Last year, the Barcelona-born Swiss player missed out on Roland Garros due to injury. Now she’s back with a vengeance and ready to build on her clay-court momentum.

Get to know Teichmann before her bid to make her first Grand Slam second week in Paris:

Teichmann owns a 10-3 record on the season on clay courts after reaching the Madrid semifinals and Rome quarterfinals.

Teichmann owns a 10-3 record on the season on clay courts after reaching the Madrid semifinals and Rome quarterfinals.

The Basics

Born in Barcelona to Swiss parents and coached by former Spanish player Arantxa Parra Santonja, there’s a multifaceted flair in Teichmann’s game that reflects her own multicultural background. She speaks five languages—German, Spanish, English, French, and Catalan—and she’s fluent in tennis too, with her signature variety of shots confounding many opponents over the years.
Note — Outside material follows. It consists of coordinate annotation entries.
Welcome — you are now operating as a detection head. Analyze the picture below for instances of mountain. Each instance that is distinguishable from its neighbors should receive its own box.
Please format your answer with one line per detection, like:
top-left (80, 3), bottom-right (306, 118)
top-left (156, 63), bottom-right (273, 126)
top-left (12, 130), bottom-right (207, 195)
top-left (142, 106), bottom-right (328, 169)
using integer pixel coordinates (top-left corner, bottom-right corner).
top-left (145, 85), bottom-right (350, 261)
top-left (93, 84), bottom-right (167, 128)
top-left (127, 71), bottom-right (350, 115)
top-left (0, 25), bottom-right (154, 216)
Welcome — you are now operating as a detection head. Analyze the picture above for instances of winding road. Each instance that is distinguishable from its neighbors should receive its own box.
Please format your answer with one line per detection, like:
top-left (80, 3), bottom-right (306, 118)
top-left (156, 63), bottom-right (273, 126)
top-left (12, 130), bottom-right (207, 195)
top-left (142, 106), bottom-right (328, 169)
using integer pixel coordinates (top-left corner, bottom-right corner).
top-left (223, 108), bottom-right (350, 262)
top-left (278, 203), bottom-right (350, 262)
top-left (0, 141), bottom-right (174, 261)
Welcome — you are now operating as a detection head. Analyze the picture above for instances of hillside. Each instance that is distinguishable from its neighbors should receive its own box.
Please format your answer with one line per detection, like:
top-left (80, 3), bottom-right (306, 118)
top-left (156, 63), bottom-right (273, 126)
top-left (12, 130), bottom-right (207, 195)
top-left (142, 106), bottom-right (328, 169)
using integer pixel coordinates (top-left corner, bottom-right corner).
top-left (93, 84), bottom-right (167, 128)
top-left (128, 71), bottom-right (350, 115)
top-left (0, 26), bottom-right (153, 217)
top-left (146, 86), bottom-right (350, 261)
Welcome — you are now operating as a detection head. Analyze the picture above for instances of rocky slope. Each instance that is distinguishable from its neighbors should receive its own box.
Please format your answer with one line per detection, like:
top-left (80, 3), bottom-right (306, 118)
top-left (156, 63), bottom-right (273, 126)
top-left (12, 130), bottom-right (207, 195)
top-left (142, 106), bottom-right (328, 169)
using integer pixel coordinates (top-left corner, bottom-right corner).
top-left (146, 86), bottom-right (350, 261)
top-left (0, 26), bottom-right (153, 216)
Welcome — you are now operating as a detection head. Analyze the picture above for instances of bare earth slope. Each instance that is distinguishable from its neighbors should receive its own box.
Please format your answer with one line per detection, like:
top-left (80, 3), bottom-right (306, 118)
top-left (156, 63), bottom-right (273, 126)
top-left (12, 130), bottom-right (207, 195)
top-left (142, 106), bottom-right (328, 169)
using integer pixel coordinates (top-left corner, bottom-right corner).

The 24-year-old has been making a name for herself in tennis since her days as a standout junior, where she peaked at world No. 3. She was tipped for big things when took home a US Open junior doubles title partnered with Ipek Soylu in 2014, but her transition to the pros wasn’t always a smooth ride.

That all changed in 2019, when she lifted her first tour-level trophy in Prague as a qualifier and, in the very next week, won her second title in Palermo. She broke into the WTA’s Top 100 as a result, and she’s been on a steady climb ever since.

In 2021, she made her biggest breakthrough yet with a run to the final at the WTA 1000 event in Cincinnati. Along the way, she stunned world No. 2 Naomi Osaka, Belinda Bencic and Karolina Pliskova before being halted by world No. 1 Ashleigh Barty.


The Latest

Having been hampered by injuries last year, Teichmann is back with a vengeance.

After a solid start to the season on hard courts, she kicked things up a notch when the tour hit the European clay courts. She stormed through the draw in Madrid, reaching the semifinals without dropping a set, and backed it up with a quarterfinal appearance in Rome.

She’s translated that momentum into Grand Slam success, reaching the third round at a major for the first time after taking down Bernarda Pera and Olga Danilovic.

But don’t call her a clay-court player: multicultural and multifaceted, Teichmann is also very much a multi-surface threat.

“I see myself as an all-court player. I mean, my results speak for themselves, as well,” Teichmann told press in Paris. “I've had great runs on very fast courts indeed. Like, Dubai or Cincinnati are very fast conditions.

“I feel like I can play good everywhere and I'm just trying to bring up the results.”


Why It Matters

Teichmann has the perfect opportunity to keep building on her recent progress, having landed in the wide-open bottom half of the Roland Garros women’s draw. Some big names and top seeds have tumbled out of the tournament, most notably world No.2 and defending champion Barbora Krejcikova and No.6 seed and pre-tournament favorite Ons Jabeur.

She will face one of the highest seeds left in her section, No.15 Victoria Azarenka, and she’s determined to use every trick in her arsenal to take down the two-time Grand Slam winner for her first ever second-week berth.

“My game is all about variety, so definitely the drop shot is one of [my weapons],” she said. “It's all nice to play flat, but I like as well to push back and make you come in, on myself to come in and play a volley.

“I really like that kind of tennis. [I] like to play tennis, not to smash [the ball].”